# Yahoo!  Making Chips finally!



## countryguy (May 10, 2014)

Thanks for all the help here Gang!   Mach3 on the 3 axis cut from DolphinCAM w/ a "merge" contour cut worked out.   Spun up the system this morning after a all night run and made the run!  

My Son and I are making some tactical axes for a few friends.  This is the Bevel run cut on Side A.  (cheek face edge).     Sweet feeling!!!     (even if Styrofoam chips!). 
Those who helped w/ the X & Y Mach3 motion setup-  The X axis was flipped!  Got that straight and went on to Motor tune, CV and Calibration.  

Latest issues: 
 Not sure how to tell DolphinCAM that my endmill is not a center-cut endmill and how does it do the offset for Home XY 0,0  Is it supposed to account for that?  Or do I 
set 000 and then move over to account?     
olphin is/was supposed to account for a .063 depth and make the required runs to get from from 000 to -.125 (bevel lope on .25 plate )  It ran the whole slope from 0 to -.125 on 1 run??   anyway-  Will call Dolphin Monday and maybe post on their forum.   So far..... 3 weeks into this machine and 2 weeks into CAM 3D.   We're getting there!  

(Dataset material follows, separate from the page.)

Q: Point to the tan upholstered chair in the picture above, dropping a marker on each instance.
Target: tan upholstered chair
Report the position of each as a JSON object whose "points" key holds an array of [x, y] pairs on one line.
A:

Whew!!    Time to eat, nap, and try to make up w/ the sweetheart.


----------



## Ken_Shea (May 10, 2014)

Congratulations,
It is a very sweet feeling, the first is the one you will never forget, the 2nd is the big crash, these two will stick forever  all the ones in between and after seem to fade away after time.


----------